2) Für junge Erwachsene zwischen dem vollendeten 18. und 25. Lebensjahr gilt Folgendes:
b) Junge Erwachsene, die im Haushalt der Eltern oder in anderen familienähnlichen Gemeinschaften leben, werden nach den Bestimmungen für familienähnliche Wohn- und Lebensgemeinschaften unterstützt. Sie erhalten für ihren Lebensunterhalt den auf sie anteilsmässig anfallenden Grundbedarf. Dieser kann um höchstens 35 % reduziert werden, wenn sie nicht an einer auf die arbeitsmarktliche Integration ausgerichteten Ausbildung oder Massnahme teilnehmen, keiner angemessenen Erwerbstätigkeit nachgehen oder keine eigenen Kinder betreuen.
c) Junge Erwachsene, die in einer Zweck-Wohngemeinschaft leben, erhalten als Grundbedarf jene Pauschale, die für eine Person in einem Zweipersonenhaushalt berechnet wird. Der Grundbedarf für den Lebensunterhalt wird auf 755 Franken reduziert, wenn der junge Erwachsene nicht an einer auf die arbeitsmarktliche Integration ausgerichteten Ausbildung oder Massnahme teilnimmt, keiner angemessenen Erwerbstätigkeit nachgeht oder keine eigenen Kinder betreut.
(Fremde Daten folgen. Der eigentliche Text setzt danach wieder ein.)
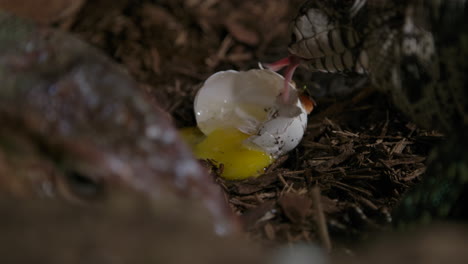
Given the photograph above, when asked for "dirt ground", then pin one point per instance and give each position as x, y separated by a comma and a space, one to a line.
357, 158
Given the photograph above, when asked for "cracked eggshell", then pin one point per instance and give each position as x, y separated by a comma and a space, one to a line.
249, 101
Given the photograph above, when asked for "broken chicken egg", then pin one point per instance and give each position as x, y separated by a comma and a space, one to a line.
245, 121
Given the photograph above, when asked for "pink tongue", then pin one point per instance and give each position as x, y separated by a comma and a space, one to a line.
291, 63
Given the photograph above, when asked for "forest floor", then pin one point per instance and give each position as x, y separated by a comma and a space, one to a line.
358, 155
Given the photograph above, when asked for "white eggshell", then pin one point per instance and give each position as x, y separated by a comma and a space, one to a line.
248, 102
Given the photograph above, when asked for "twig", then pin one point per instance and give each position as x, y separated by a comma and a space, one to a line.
321, 220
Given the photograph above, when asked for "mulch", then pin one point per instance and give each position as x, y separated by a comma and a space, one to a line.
357, 158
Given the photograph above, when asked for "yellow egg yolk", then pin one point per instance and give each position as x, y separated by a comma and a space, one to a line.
226, 146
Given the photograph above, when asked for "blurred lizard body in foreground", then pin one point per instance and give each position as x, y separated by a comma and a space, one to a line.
73, 123
416, 52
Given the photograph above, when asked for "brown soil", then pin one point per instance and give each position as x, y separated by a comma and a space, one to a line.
358, 156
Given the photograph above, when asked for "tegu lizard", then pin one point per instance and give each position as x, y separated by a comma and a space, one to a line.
73, 123
415, 51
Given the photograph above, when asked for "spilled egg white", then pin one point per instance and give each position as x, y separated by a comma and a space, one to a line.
250, 102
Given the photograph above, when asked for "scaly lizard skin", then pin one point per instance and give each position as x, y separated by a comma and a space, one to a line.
73, 124
416, 51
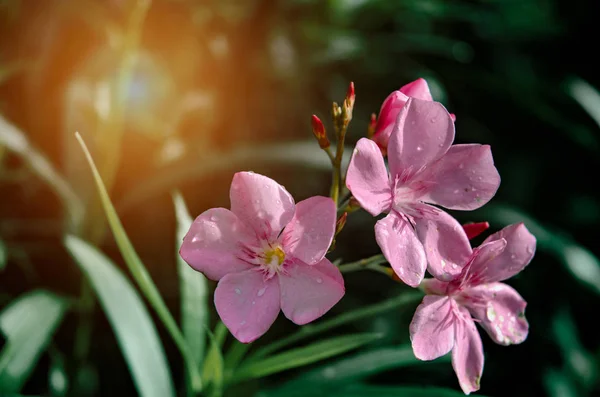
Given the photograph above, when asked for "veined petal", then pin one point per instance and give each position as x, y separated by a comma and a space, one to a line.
465, 178
423, 132
446, 244
467, 354
520, 248
503, 313
309, 234
401, 247
261, 203
213, 245
309, 291
387, 117
247, 304
367, 178
432, 328
417, 89
478, 272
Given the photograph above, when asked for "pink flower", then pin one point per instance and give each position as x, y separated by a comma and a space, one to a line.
424, 168
443, 320
267, 253
391, 108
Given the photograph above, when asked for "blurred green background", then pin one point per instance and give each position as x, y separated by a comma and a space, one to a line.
180, 94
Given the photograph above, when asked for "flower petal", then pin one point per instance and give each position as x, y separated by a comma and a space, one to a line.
422, 134
465, 178
247, 304
446, 244
261, 203
309, 234
213, 243
308, 292
467, 355
417, 89
432, 328
504, 315
387, 118
367, 178
520, 248
401, 247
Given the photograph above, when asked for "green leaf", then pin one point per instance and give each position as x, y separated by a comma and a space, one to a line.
28, 324
318, 327
578, 260
3, 255
16, 141
140, 274
364, 390
214, 366
194, 290
362, 365
129, 318
303, 355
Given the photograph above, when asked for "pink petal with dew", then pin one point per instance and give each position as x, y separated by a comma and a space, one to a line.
465, 178
417, 89
467, 355
446, 244
367, 178
308, 292
401, 247
520, 249
213, 245
477, 271
502, 314
432, 327
423, 132
309, 234
261, 203
247, 304
387, 117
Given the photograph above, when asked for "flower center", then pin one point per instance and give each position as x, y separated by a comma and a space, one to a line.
273, 259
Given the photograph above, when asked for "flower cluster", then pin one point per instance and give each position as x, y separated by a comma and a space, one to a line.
268, 253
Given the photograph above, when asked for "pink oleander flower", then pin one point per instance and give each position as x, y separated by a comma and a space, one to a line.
445, 320
267, 254
424, 168
391, 108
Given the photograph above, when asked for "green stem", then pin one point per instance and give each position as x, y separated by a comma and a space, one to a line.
345, 318
367, 263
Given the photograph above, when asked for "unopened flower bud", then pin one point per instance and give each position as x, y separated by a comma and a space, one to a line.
319, 132
341, 222
372, 125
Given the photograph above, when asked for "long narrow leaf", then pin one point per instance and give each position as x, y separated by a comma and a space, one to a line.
129, 318
16, 141
28, 324
194, 290
140, 274
361, 365
304, 355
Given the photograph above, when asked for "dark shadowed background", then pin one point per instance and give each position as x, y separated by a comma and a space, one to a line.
215, 84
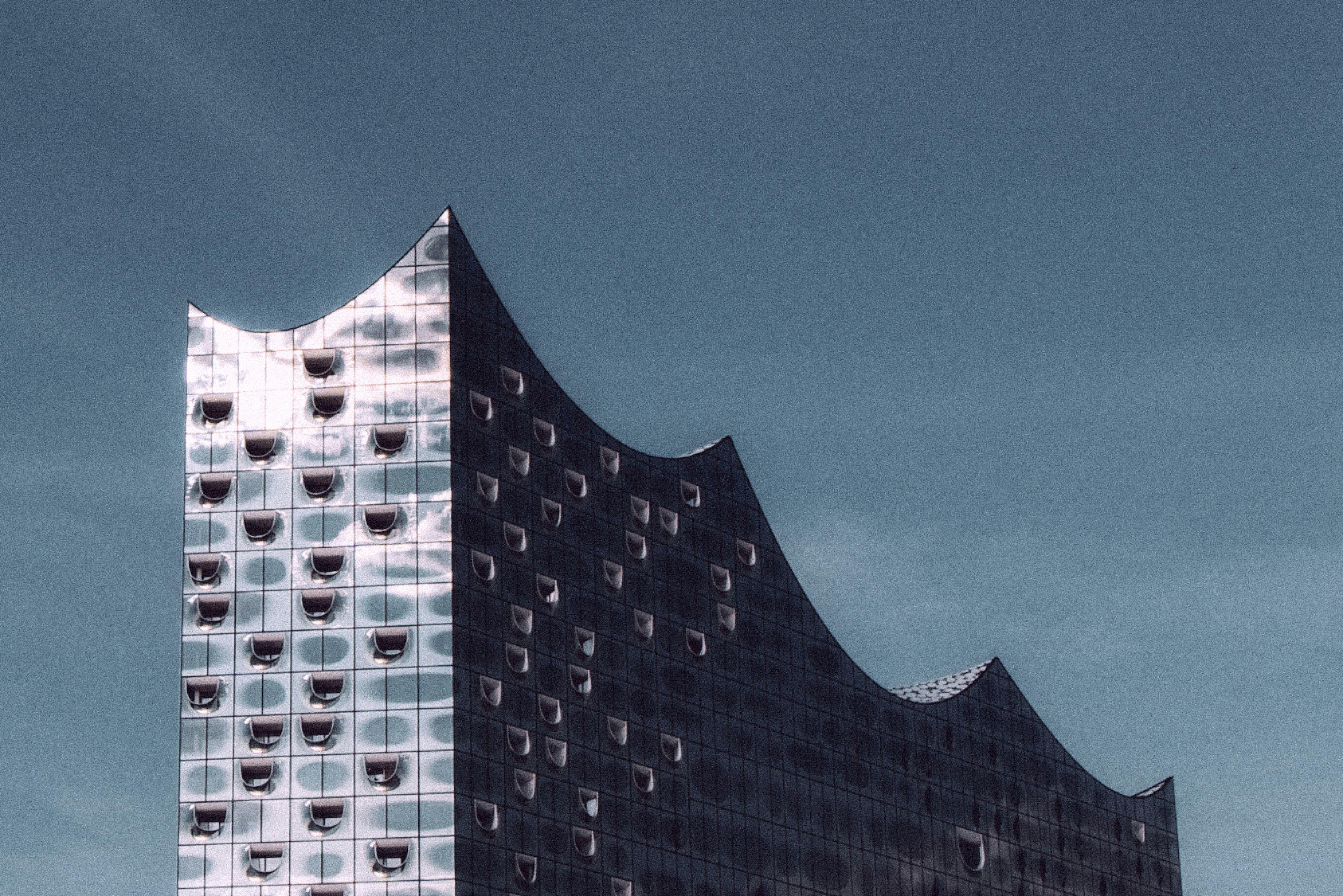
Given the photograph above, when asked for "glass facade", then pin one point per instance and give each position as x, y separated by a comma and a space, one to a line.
597, 676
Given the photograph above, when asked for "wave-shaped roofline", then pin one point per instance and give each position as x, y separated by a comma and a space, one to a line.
947, 688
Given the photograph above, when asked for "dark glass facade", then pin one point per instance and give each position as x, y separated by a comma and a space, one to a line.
644, 702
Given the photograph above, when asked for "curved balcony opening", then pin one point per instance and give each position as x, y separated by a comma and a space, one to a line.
383, 770
389, 644
512, 381
213, 609
390, 856
328, 402
320, 363
481, 406
319, 483
207, 820
327, 562
265, 733
261, 445
389, 440
215, 409
215, 487
257, 774
205, 569
260, 526
550, 710
516, 659
324, 816
319, 604
380, 519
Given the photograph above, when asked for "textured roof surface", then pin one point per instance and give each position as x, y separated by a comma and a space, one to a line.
943, 688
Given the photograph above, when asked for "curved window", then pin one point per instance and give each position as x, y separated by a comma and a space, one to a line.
327, 687
327, 562
640, 511
481, 406
550, 710
669, 522
261, 445
636, 545
318, 729
589, 803
267, 647
390, 856
382, 770
260, 526
547, 589
519, 741
209, 820
524, 784
328, 404
553, 512
265, 859
972, 847
390, 644
483, 565
512, 381
389, 440
515, 538
215, 409
215, 487
380, 519
644, 625
319, 483
203, 692
488, 488
324, 816
492, 691
522, 621
581, 679
319, 604
205, 569
516, 659
213, 609
257, 774
319, 362
519, 461
265, 733
524, 867
487, 816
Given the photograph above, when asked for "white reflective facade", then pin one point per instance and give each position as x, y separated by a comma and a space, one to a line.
264, 557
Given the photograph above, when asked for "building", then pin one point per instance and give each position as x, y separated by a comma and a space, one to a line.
442, 633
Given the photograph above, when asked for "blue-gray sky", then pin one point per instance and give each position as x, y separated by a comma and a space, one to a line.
1025, 319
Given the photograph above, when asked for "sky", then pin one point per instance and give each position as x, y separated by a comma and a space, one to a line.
1025, 320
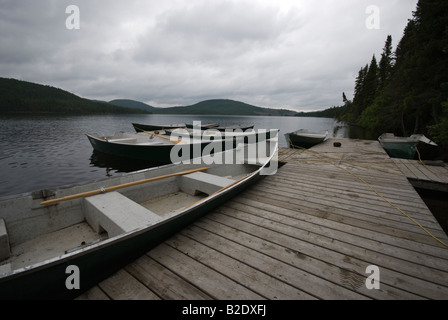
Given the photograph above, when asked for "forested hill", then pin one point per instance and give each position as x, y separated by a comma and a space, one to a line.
225, 107
406, 91
18, 96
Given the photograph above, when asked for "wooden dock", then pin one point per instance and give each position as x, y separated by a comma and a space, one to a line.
308, 232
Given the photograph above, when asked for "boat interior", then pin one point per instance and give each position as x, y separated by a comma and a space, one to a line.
31, 233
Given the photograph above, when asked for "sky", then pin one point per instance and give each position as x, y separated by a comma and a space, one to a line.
297, 54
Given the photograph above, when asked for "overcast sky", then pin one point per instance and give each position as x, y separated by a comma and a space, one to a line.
297, 54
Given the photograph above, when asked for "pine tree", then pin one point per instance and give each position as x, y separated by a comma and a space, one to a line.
386, 64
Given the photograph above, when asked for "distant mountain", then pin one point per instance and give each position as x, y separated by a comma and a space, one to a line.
224, 107
18, 96
133, 104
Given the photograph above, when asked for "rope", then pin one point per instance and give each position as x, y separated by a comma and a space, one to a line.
374, 190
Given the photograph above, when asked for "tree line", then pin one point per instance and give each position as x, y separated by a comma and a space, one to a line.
21, 97
406, 91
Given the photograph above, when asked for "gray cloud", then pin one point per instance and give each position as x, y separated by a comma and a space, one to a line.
295, 54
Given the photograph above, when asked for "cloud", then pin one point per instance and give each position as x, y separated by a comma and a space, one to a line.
295, 54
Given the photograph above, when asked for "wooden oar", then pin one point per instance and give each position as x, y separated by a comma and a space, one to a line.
113, 188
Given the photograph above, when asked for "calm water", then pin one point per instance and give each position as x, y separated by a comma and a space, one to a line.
49, 151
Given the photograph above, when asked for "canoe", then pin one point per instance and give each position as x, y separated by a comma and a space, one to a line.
160, 148
248, 136
152, 127
402, 147
304, 139
56, 244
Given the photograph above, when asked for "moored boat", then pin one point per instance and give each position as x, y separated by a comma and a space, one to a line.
58, 243
304, 139
221, 128
178, 145
402, 147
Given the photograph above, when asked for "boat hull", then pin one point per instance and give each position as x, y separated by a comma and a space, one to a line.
149, 127
49, 281
299, 141
156, 153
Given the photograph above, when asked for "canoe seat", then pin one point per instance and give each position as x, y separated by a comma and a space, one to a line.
116, 214
196, 182
5, 250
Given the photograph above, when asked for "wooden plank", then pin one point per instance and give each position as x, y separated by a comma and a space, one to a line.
123, 286
201, 276
234, 267
293, 275
342, 270
361, 189
163, 282
381, 218
351, 194
431, 176
285, 236
342, 238
380, 232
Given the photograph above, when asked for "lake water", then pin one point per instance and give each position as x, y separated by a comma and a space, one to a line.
38, 152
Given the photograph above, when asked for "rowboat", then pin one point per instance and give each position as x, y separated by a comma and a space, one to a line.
402, 147
161, 147
221, 128
247, 136
304, 139
56, 244
153, 127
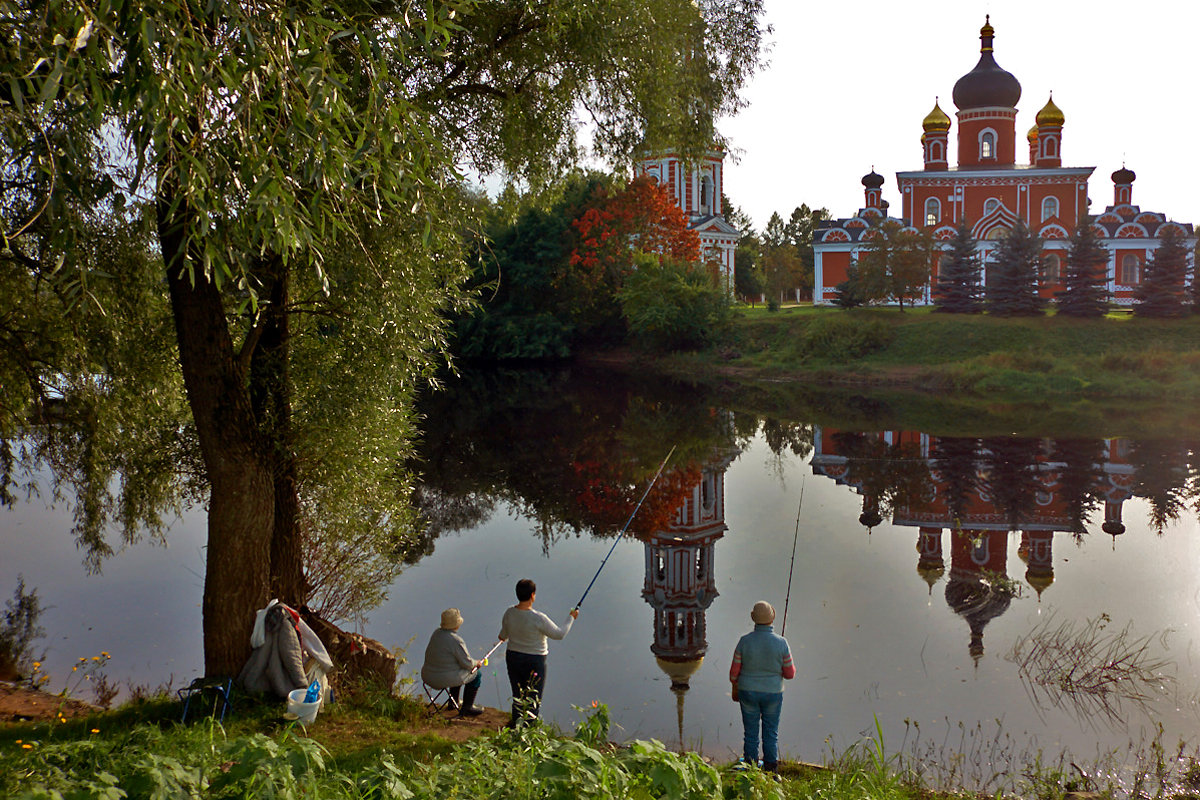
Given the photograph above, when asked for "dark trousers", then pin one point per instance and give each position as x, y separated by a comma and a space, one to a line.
527, 679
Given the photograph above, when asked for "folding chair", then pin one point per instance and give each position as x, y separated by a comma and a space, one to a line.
441, 699
219, 690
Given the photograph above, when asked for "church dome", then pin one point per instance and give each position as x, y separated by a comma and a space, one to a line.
1123, 175
987, 85
1050, 114
936, 120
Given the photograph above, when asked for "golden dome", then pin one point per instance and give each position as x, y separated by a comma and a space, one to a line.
679, 672
1050, 114
936, 120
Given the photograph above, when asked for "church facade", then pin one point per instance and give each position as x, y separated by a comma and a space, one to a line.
990, 191
697, 191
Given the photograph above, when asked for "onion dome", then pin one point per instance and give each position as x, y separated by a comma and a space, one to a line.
987, 85
1120, 176
679, 672
1050, 114
936, 120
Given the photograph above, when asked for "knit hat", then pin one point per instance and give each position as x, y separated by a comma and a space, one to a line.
451, 619
763, 613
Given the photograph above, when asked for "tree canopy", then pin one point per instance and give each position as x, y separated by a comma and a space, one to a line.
299, 164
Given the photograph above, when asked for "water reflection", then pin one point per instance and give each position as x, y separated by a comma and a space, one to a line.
977, 491
681, 579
d) Jungen Erwachsenen, die aus zwingenden Gründen einen eigenen Haushalt führen, wird der Grundbedarf für den Lebensunterhalt auf 840 Franken reduziert, wenn der junge Erwachsene nicht an einer auf die arbeitsmarktliche Integration ausgerichteten Ausbildung oder Massnahme teilnimmt, keiner angemessenen Erwerbstätigkeit nachgeht oder keine eigenen Kinder betreut.
1) Auf die im Zeitpunkt des Inkrafttretens dieser Verordnung hängige Gesuche um Ausrichtung von Sozialhilfeleistungen findet das neue Recht Anwendung.
2) Auf laufende Unterstützungsfälle findet das neue Recht ab dem 1. Januar 2017 Anwendung.
Diese Verordnung tritt am 1. Juni 2016 in Kraft.